How to Retain Institutional Knowledge

Rajashree Bhat
Nectar
Published in
3 min readAug 19, 2017

The art of retaining institutional knowledge is a skill that you need to master as a CIO or a Knowledge Management professional, because it can mean your survival and can contribute to building the legacy of your organization. The first step is understanding why you need to retain institutional knowledge.

If your organization is in a growing stage, you have to capture all institutional knowledge because you will encounter major and minor product changes, procedural changes, compliance updates, structural reforms, shifts in agenda, etc. Even if there aren’t any changes, you should create a knowledge catalogue for when a new senior executive or CEO introduces a different agenda that doesn’t build on earlier knowledge, or contradicts what was done previously.

So you must be wondering, what steps can you take to retain knowledge and experiences which reside in the heads, hands, and actions of your employees?

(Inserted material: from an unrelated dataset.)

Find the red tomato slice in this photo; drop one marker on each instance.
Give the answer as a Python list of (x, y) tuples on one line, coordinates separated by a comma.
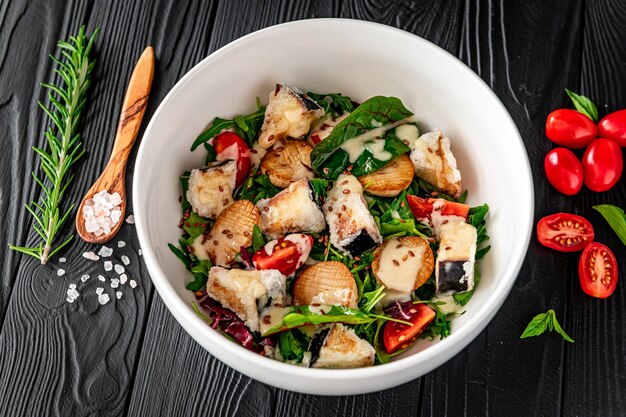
[(569, 128), (613, 126), (597, 270), (422, 208), (602, 164), (398, 336), (228, 145), (288, 254), (565, 232)]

We have listed down a few key approaches that can help you with this:

Build

Create an explicit strategy for maintaining institutional memory, even in your own team. Do not assume that it will happen by itself. Set aside separate times in every employee’s work schedule for cataloging knowledge. Create appropriate standards to streamline the whole process.

Nurture

Identify the key things that you want every member of your team to be able to do — try to convert this from an assumption to an explicit expectation. You should hold weekly, or at least monthly, team meetings.

Encourage

Humans have a tendency of holding back their thoughts. Rectify this by pushing your employees out of their comfort zone. Encourage them to make their voices heard because every piece of information may one day prove to be crucial to your organization.

Recognize and Reward

Recognize and reward regular contributors. Build an environment where employees at all levels feel like contributing to the knowledge base.

Classify and Curate

Know the knowledge resources of your organization, including where they are located and in what form they exist. Also, regular curation of knowledge catalogs is necessary to avoid ambiguous information.

Use and Share

Lastly, leverage technology to create a process by which your team can regularly access institutional knowledge as well as contribute to it.

An organization’s memory is as fragile as it is important. If we don’t implement procedures to nurture it, we put the whole organization’s growth at risk.

What best practices and/or platforms do you use? Let me know in the comments.